I don’t know why it has been so hard to get to this point. Simply copy/pasting someone else’s code should be a no-brainer, but the process has been fraught with difficulties. Anyway, I’ll explore this solution further ’til I understand it completely, apply it to a variety of problems, and then develop things from there. The network topology used is very basic, and I’m sure can be improved for a variety of other problems. Also hyperparameter tuning might come in handy. Perhaps most important is that conceptually I now understand what’s going on, even those equations I mentioned a few posts ago make more sense now. It’s just a couple of implementation details that I haven’t quite got my head around. For one section of code even the author/presenter says to check out StackOverflow for an explanation of how it works!

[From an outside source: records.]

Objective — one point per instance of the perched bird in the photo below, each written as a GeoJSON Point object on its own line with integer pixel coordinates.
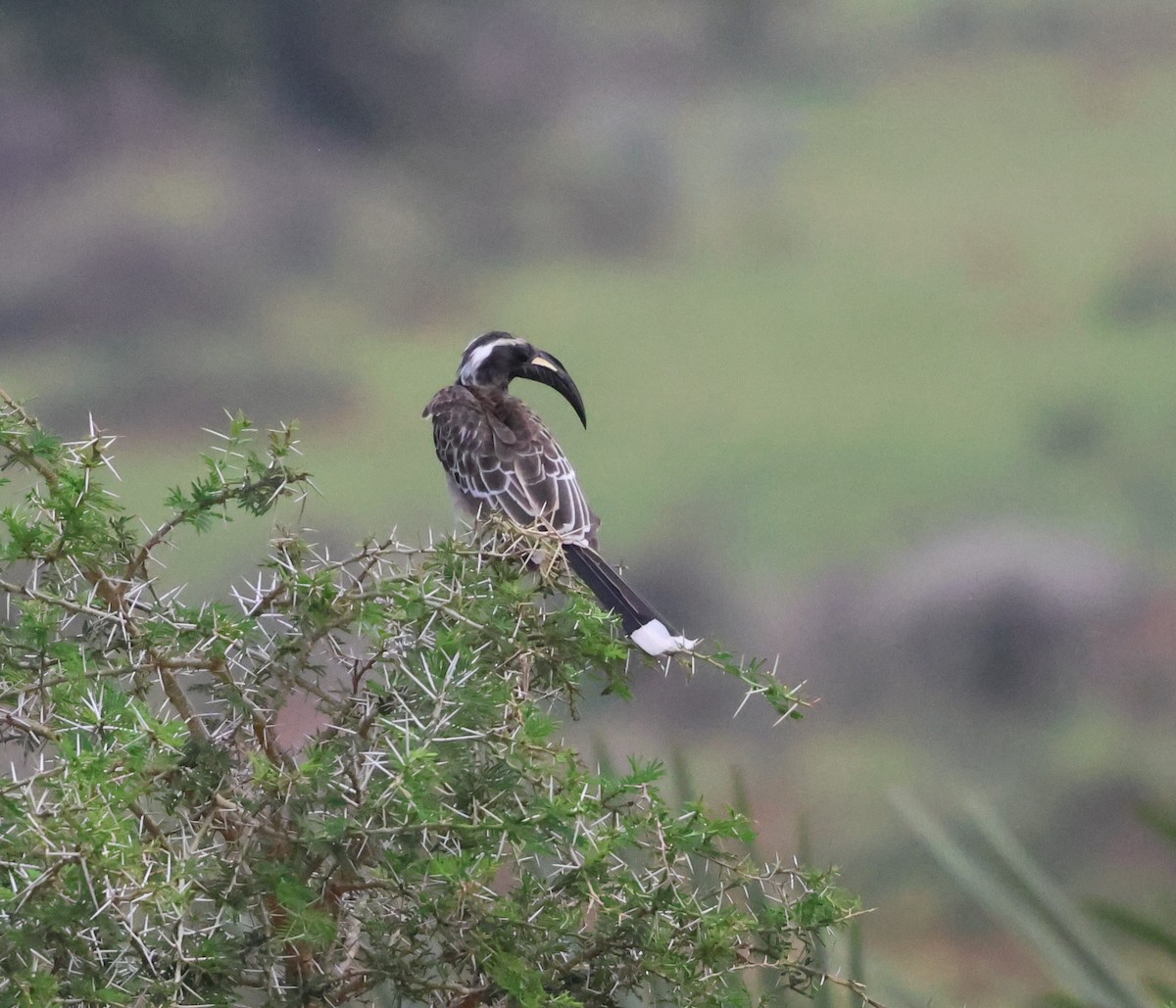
{"type": "Point", "coordinates": [499, 457]}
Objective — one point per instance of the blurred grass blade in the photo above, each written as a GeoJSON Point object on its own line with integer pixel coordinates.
{"type": "Point", "coordinates": [1136, 926]}
{"type": "Point", "coordinates": [1028, 901]}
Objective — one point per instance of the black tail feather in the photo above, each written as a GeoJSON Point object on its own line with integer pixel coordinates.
{"type": "Point", "coordinates": [610, 588]}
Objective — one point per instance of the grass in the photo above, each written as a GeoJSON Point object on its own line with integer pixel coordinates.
{"type": "Point", "coordinates": [915, 341]}
{"type": "Point", "coordinates": [887, 370]}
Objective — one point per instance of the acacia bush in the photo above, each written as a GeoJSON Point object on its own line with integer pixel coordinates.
{"type": "Point", "coordinates": [432, 841]}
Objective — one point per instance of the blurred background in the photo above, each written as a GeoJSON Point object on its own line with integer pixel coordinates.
{"type": "Point", "coordinates": [873, 308]}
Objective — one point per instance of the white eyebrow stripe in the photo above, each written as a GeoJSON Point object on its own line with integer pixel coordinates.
{"type": "Point", "coordinates": [471, 363]}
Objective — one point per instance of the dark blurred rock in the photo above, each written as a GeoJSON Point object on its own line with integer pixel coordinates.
{"type": "Point", "coordinates": [1004, 617]}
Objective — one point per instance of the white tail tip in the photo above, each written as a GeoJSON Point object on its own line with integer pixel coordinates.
{"type": "Point", "coordinates": [656, 640]}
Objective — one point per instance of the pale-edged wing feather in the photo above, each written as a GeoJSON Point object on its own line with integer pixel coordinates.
{"type": "Point", "coordinates": [500, 456]}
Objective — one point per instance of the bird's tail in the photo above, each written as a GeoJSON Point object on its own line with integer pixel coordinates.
{"type": "Point", "coordinates": [640, 620]}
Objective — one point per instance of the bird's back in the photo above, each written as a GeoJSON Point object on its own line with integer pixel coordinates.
{"type": "Point", "coordinates": [500, 456]}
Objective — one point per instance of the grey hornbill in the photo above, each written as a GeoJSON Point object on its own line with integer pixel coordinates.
{"type": "Point", "coordinates": [499, 456]}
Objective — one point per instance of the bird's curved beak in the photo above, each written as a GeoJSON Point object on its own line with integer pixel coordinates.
{"type": "Point", "coordinates": [547, 369]}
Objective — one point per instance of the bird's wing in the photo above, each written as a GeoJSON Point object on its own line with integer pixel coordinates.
{"type": "Point", "coordinates": [507, 460]}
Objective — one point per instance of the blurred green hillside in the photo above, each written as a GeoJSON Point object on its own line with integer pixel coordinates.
{"type": "Point", "coordinates": [840, 289]}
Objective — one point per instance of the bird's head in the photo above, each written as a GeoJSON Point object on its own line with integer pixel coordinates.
{"type": "Point", "coordinates": [495, 359]}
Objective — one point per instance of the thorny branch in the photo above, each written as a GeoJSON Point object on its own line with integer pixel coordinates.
{"type": "Point", "coordinates": [427, 836]}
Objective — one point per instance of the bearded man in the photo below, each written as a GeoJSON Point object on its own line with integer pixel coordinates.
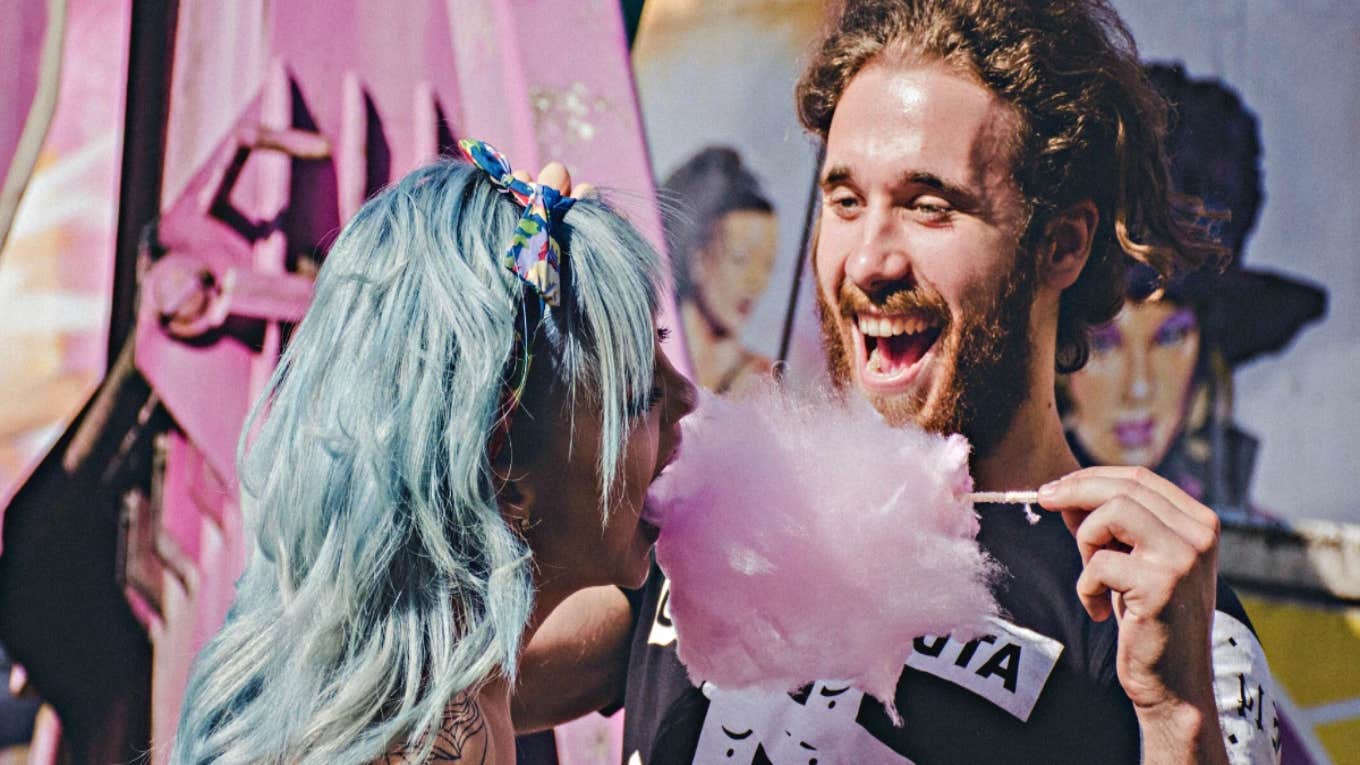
{"type": "Point", "coordinates": [988, 166]}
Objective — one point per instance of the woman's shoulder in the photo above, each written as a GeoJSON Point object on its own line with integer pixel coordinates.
{"type": "Point", "coordinates": [463, 737]}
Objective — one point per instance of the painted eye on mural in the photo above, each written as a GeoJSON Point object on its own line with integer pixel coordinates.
{"type": "Point", "coordinates": [1177, 328]}
{"type": "Point", "coordinates": [1105, 339]}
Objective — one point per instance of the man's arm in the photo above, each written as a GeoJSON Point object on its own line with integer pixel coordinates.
{"type": "Point", "coordinates": [577, 660]}
{"type": "Point", "coordinates": [1151, 560]}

Reinforcement Learning faces a dichotomy between Exploration and Exploitation, mentioned in a previous post. Exploration is fairly random, and develops knowledge of how the environment works. Exploitation involves using that knowledge to achieve real ends. Usually in RL there’s always some exploration, just in case there’s some undiscovered treasure in the environment.
Having spent a lot of time on exploration of the subject of RL, I’m now about to exploit that knowledge. However I’ll continue to explore (study) some of the time to improve my general understanding and perhaps discover some golden nugget of knowledge that takes me to a new level.